Cousino invested $500,000 of his own money to build the new 6,500 foot eatery.
“Tom took all the risk,” Monroe said. “It was an unknown entity when the city sent out 72 proposals for the building. The only one who came back and said he was interested was Tom.”
Council voted 10-2 in favor of the city kicking in another $550,000 out of the economic development budget and an estimated 160 jobs were brought to the east side.
Cousino would add his Mexican-cuisine Tango’s restaurant along with Eileen’s Wine Shop and The Courtyard at The Docks. Old Navy Bistro later became Navy Bistro because of a trademark conflict with the Old Navy clothing company.
The original plans called for the restaurants to pay $177,000 a year for rent, totalling $1.7 million in 10 years. The restaurants collectively spent over $3 million on revamping the cavernous space. Banks were expected to issue $1.6 million in bonds to improve utilities and add another 400 parking spaces.
All of the restaurants have outdoor patios and the city extended 300 feet of dock space, adding another 300 feet. At the Navy Bistro, interior designer Joe Marconi enlightened the atmosphere with his nautical theme.
One year after opening, Mayor Finkbeiner was proud of what had developed.
“Cousino’s Bistro is reasonably recognized as one of the most successful restaurants in the state in a very short amount of time,” Finkbeiner said. “For pure, sheer enjoyment, it just doesn’t beat coming to the east side of Toledo, walking, strolling, or dining and it sure didn’t take others a very long time to want to come.”
Finkbeiner gave all the credit to Cousino.
“It took your vision and your dollars to bring the number of people to this side of the river. God Bless you,” Finkbeiner said.
In recent weeks, all of Cousino’s restaurants at The Docks closed because of falling revenues, increasing expenses, and money owed to the city for rent.

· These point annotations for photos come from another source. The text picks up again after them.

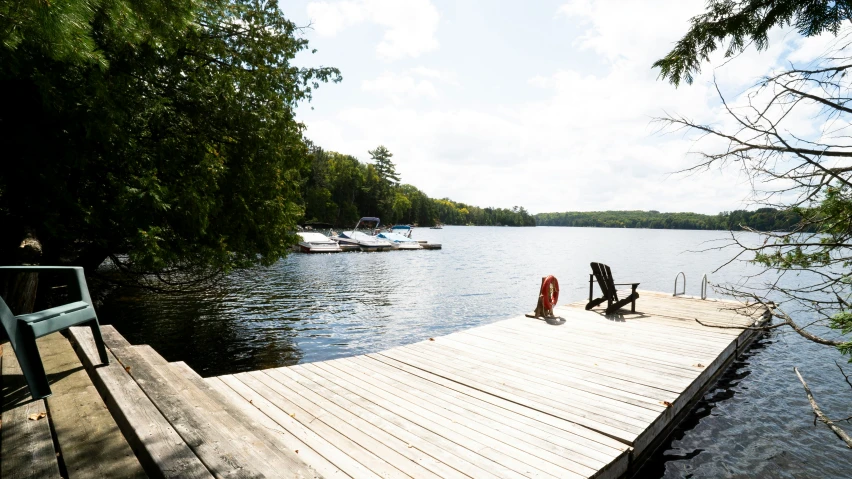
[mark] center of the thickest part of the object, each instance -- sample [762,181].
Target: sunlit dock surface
[585,396]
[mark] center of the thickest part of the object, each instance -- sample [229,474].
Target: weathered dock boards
[587,396]
[75,427]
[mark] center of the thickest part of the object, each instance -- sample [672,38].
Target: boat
[314,241]
[401,236]
[364,241]
[404,230]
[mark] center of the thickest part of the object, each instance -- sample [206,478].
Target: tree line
[338,189]
[763,219]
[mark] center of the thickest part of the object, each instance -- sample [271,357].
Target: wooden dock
[589,396]
[585,396]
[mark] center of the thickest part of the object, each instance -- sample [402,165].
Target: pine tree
[381,157]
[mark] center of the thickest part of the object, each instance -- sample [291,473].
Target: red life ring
[550,295]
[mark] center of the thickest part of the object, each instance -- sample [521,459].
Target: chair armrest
[53,312]
[77,275]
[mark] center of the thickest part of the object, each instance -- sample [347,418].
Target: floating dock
[583,396]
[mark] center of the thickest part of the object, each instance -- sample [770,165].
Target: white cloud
[410,26]
[584,140]
[399,87]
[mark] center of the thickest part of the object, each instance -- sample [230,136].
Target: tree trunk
[19,289]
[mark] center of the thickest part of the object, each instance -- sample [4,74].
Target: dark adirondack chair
[23,329]
[602,274]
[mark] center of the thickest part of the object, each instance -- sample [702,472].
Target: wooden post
[540,310]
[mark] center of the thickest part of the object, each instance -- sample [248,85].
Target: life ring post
[548,296]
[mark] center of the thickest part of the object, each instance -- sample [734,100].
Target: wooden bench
[23,330]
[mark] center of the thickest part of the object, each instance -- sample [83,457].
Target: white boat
[401,235]
[313,242]
[365,241]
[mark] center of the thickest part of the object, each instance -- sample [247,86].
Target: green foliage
[842,322]
[339,189]
[764,219]
[743,22]
[182,154]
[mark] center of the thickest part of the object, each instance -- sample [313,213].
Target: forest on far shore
[763,219]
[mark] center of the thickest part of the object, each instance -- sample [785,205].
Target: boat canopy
[317,225]
[312,237]
[396,237]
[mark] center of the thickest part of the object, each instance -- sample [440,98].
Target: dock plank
[584,397]
[83,426]
[160,449]
[26,446]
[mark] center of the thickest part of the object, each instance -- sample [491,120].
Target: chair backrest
[603,275]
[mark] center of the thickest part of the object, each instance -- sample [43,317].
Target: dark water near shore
[756,422]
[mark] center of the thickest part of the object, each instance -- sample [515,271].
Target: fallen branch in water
[819,414]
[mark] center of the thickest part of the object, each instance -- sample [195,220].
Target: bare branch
[819,414]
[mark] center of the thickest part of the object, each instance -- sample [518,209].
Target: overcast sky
[545,104]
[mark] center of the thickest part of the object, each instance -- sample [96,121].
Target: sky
[549,105]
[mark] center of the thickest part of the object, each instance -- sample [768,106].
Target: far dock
[585,396]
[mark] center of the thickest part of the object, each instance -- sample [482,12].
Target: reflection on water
[315,307]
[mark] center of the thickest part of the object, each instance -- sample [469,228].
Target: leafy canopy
[182,155]
[743,22]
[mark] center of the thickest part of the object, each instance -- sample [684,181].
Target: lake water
[756,422]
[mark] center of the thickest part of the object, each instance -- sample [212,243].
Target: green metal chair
[24,329]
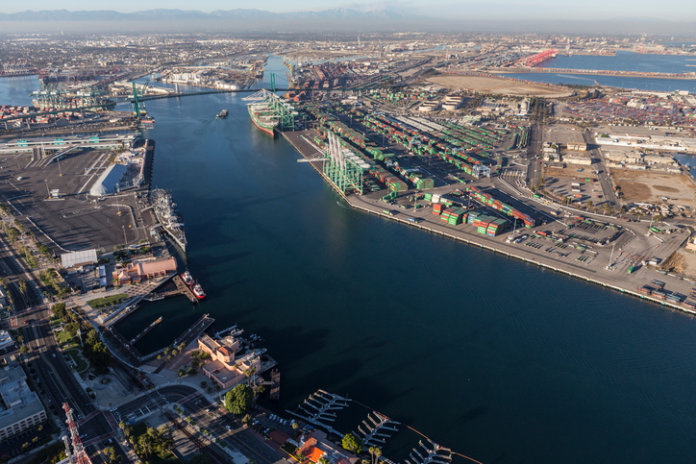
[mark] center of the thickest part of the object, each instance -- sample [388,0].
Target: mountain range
[336,20]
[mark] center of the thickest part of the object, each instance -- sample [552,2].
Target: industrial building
[78,258]
[5,340]
[315,447]
[141,270]
[20,408]
[225,368]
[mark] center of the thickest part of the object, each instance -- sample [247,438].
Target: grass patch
[105,302]
[80,364]
[64,337]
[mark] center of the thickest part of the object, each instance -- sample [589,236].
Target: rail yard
[587,181]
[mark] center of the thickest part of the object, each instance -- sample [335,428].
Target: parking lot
[72,219]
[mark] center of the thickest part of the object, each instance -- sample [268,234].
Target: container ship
[186,277]
[262,116]
[165,211]
[198,292]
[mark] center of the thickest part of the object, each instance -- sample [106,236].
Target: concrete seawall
[563,268]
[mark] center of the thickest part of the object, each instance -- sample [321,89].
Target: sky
[679,10]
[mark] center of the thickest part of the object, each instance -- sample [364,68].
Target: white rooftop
[76,258]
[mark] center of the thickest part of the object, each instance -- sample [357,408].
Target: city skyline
[540,9]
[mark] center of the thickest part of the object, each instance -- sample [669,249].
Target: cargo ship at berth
[262,116]
[165,211]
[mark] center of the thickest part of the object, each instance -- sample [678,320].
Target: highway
[53,378]
[207,416]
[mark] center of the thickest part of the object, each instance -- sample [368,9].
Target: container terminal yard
[581,180]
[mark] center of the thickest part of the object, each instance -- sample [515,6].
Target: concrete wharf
[614,282]
[183,289]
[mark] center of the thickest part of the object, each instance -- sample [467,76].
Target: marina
[482,325]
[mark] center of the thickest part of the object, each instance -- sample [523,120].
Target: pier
[146,330]
[376,429]
[181,289]
[298,140]
[193,332]
[320,409]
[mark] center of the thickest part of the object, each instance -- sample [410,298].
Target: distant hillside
[337,20]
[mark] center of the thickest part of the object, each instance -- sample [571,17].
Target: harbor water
[623,61]
[496,358]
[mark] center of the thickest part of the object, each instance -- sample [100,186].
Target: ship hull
[262,127]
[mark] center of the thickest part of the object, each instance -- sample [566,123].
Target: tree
[111,455]
[239,399]
[59,310]
[351,443]
[71,328]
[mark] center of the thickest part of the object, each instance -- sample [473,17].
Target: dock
[193,332]
[181,289]
[298,140]
[145,331]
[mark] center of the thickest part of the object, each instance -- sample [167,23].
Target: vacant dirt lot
[650,187]
[499,85]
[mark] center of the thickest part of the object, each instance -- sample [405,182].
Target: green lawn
[80,363]
[63,337]
[107,301]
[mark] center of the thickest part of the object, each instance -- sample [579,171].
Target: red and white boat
[198,291]
[186,277]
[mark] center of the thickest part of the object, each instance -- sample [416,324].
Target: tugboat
[198,292]
[186,277]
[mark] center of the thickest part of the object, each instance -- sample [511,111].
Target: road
[54,379]
[208,416]
[536,137]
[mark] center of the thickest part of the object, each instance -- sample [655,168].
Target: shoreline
[362,205]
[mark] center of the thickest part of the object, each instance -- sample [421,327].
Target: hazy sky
[542,9]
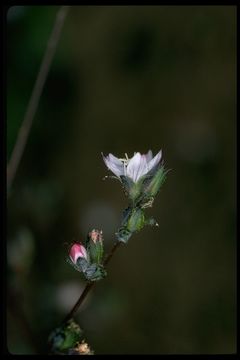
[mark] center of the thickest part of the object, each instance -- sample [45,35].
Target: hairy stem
[35,96]
[90,285]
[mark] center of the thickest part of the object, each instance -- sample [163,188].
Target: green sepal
[95,251]
[65,336]
[95,272]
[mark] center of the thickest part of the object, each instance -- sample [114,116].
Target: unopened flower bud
[95,246]
[77,251]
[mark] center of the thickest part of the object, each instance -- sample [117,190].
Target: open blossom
[77,251]
[135,167]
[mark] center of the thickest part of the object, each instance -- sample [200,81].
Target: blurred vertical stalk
[35,96]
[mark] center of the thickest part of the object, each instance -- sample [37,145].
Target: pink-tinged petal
[149,156]
[77,251]
[155,160]
[114,164]
[137,167]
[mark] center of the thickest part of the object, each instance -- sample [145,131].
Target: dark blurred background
[125,79]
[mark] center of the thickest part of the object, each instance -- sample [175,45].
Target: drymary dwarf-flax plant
[141,178]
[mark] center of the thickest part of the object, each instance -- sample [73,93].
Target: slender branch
[36,94]
[90,285]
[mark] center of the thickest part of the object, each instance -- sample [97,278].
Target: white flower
[134,168]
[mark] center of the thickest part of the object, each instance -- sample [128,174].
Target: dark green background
[125,79]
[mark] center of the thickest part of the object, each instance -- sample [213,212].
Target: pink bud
[77,251]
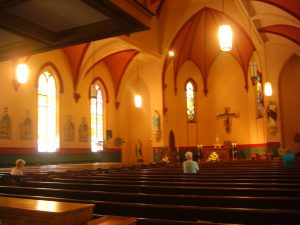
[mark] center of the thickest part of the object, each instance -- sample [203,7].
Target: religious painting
[83,131]
[26,128]
[69,130]
[5,125]
[156,126]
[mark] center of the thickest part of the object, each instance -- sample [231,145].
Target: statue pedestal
[223,153]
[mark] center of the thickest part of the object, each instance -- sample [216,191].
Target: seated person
[18,170]
[190,166]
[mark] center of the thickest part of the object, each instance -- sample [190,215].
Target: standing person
[190,166]
[18,170]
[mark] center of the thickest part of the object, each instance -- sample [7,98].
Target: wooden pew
[30,211]
[180,190]
[184,179]
[195,200]
[194,213]
[199,183]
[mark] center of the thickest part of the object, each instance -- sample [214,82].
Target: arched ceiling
[197,41]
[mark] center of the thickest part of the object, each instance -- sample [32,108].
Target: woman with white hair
[18,170]
[190,166]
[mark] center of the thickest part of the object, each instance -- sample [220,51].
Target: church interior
[138,83]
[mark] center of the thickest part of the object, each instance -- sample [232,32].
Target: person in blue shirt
[190,166]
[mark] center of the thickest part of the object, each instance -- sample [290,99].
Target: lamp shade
[225,37]
[268,89]
[138,101]
[22,73]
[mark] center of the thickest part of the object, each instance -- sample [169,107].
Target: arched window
[259,96]
[97,128]
[190,101]
[48,139]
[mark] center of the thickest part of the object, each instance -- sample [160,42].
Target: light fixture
[22,73]
[267,86]
[138,101]
[268,89]
[225,36]
[138,98]
[171,53]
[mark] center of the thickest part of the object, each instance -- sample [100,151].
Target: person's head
[20,163]
[189,155]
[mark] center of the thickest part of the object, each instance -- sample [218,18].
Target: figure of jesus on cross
[227,116]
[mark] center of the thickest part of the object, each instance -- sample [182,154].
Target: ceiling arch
[197,41]
[290,32]
[290,6]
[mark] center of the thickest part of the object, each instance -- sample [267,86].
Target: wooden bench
[179,190]
[199,183]
[29,211]
[194,213]
[195,200]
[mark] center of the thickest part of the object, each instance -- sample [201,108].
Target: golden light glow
[225,37]
[22,72]
[171,53]
[43,205]
[268,89]
[138,101]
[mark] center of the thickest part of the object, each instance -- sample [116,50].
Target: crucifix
[227,116]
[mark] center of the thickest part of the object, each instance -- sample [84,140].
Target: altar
[223,153]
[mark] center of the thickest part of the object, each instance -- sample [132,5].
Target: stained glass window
[97,129]
[48,140]
[190,101]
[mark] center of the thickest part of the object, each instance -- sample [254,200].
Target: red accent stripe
[22,150]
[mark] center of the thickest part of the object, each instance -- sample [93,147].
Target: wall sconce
[138,101]
[171,53]
[225,36]
[268,89]
[22,73]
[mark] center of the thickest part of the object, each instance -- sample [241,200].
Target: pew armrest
[113,220]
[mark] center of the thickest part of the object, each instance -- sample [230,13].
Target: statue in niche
[5,125]
[26,128]
[227,117]
[69,130]
[83,131]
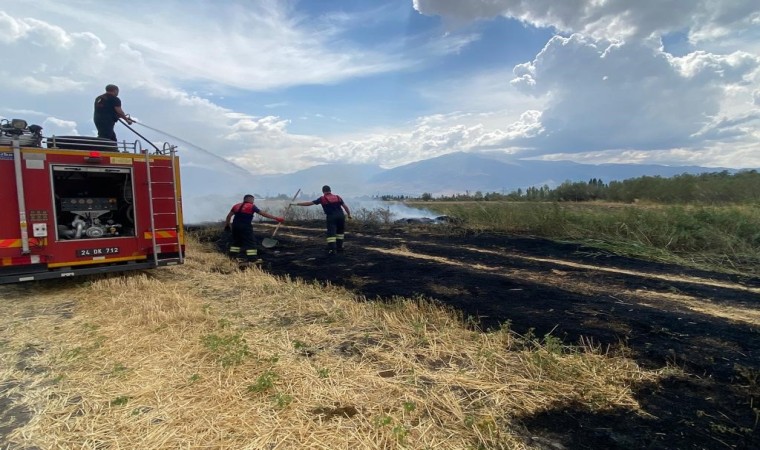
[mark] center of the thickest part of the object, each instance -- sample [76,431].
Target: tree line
[715,187]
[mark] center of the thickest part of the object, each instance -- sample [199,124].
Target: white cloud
[605,95]
[705,19]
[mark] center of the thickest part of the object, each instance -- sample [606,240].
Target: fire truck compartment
[93,202]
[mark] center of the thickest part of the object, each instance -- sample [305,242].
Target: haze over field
[280,86]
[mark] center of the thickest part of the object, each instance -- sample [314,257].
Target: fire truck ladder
[149,168]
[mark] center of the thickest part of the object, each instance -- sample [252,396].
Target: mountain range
[448,174]
[209,191]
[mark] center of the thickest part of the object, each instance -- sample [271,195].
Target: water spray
[207,152]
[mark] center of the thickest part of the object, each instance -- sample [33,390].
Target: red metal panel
[39,200]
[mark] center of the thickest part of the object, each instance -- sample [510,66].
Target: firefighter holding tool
[243,241]
[333,206]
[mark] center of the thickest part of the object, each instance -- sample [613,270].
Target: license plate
[103,251]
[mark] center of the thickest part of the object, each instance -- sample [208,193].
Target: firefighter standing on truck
[243,241]
[108,111]
[333,207]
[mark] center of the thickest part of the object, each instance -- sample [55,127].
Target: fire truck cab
[77,205]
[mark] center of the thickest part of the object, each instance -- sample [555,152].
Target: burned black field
[704,325]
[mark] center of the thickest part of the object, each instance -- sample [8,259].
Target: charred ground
[661,315]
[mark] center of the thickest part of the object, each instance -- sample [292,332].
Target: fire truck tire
[82,143]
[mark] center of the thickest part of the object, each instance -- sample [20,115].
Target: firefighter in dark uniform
[243,241]
[333,207]
[108,111]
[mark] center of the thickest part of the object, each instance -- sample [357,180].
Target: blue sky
[276,85]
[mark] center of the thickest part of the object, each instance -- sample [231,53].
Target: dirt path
[707,324]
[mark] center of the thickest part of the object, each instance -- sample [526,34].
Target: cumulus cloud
[607,94]
[705,19]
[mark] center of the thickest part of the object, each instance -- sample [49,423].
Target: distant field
[717,237]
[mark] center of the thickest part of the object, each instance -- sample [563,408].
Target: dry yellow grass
[207,356]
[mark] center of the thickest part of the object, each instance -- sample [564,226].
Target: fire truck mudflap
[85,211]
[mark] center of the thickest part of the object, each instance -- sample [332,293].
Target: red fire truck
[77,205]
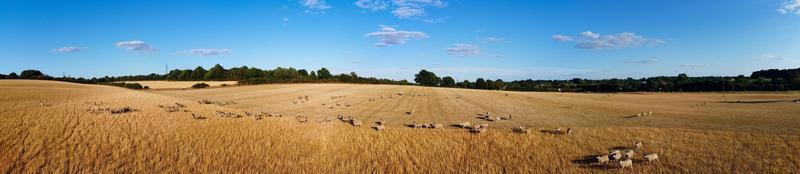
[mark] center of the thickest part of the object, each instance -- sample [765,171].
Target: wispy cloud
[136,45]
[494,39]
[595,41]
[461,49]
[403,9]
[562,38]
[693,66]
[790,7]
[206,51]
[772,57]
[645,61]
[315,6]
[68,49]
[388,36]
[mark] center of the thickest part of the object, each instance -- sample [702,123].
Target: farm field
[180,84]
[59,127]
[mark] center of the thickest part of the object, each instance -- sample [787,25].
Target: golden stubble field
[58,127]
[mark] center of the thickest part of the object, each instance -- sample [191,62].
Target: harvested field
[47,127]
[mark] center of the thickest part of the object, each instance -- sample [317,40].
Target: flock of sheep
[625,158]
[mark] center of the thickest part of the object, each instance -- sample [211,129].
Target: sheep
[464,125]
[616,156]
[521,129]
[626,163]
[602,159]
[651,157]
[638,144]
[629,153]
[355,122]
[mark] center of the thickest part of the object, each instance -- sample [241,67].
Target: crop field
[59,127]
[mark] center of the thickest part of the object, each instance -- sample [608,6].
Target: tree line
[763,80]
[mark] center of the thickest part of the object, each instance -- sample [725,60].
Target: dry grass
[180,84]
[61,137]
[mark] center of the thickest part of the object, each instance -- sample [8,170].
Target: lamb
[464,125]
[355,122]
[651,157]
[379,127]
[523,129]
[616,156]
[638,144]
[602,159]
[626,163]
[629,153]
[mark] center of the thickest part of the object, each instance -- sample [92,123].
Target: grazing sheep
[629,153]
[602,159]
[524,130]
[626,163]
[379,127]
[355,122]
[651,157]
[638,144]
[616,156]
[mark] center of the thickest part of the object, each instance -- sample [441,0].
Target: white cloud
[464,50]
[645,61]
[136,45]
[315,5]
[693,66]
[388,36]
[790,7]
[403,9]
[68,49]
[596,41]
[408,12]
[494,39]
[374,5]
[773,57]
[206,51]
[562,38]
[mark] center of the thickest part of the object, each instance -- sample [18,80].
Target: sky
[465,39]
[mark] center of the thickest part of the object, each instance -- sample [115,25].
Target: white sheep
[629,153]
[626,163]
[602,159]
[638,144]
[651,157]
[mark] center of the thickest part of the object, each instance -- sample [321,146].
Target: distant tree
[302,72]
[32,74]
[254,73]
[199,73]
[465,84]
[426,78]
[448,81]
[216,73]
[313,75]
[480,83]
[323,73]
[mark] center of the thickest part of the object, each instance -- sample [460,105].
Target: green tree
[323,73]
[426,78]
[216,73]
[199,73]
[481,84]
[448,81]
[31,74]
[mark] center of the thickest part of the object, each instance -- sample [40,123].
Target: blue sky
[465,39]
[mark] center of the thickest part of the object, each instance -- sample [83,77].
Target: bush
[133,86]
[200,85]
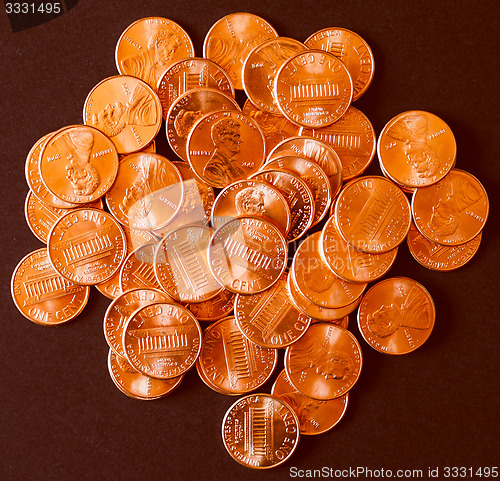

His steakhouse on Woodville Road remains open.
“The Docks wouldn’t be there without Tom,” said Councilman Mike Craig. “Tom had a lot of money invested there, but whoever comes in next, all the restaurants are there. They have got all the equipment, they have tables. You can redecorate some, but really the restaurant is there.”
The Docks continue, however. Zia’s Southern Italian Restaurant and the Ann Arbor-based Real Seafood Company, with both 7,000 square feet facilities open in the spring of 1997, remain. A previous Real Seafood had closed at downtown’s Portside Festival Marketplace in 1989. The 9,600 square foot Hoster Brewing Company, which also opened in 1997, closed years ago and other restaurants filling that space have followed suit. When The Docks complex was full, it was estimated 250 to 300 jobs were created.
Toledo Deputy Mayor Dean Monske said Dashing Pacific Group, LLC, a Chinese firm, has signed an agreement to purchase The Docks for $2.15 million. Monske said the Chinese developers have presented some ideas to improve the property.
“They are talking about some different things, like bringing lighting technology that we don’t have here, and different things to actually make it better than it is now,” Monske said.
“So, we look at it as being a huge benefit in bringing a new investment, some new excitement, and unfortunately with Tom and (wife) Eileen (Cousino) going out, that does open up space for others to now reinvest money into those spots — refresh them, excite them, and now you have new ownership that’s going to put some money in,” Monske continued.
“The goal is now to try and turn that back into a destination place where people want to go and certainly there are other opportunities on the waterfront as well. This will continue to be a catalyst towards that.”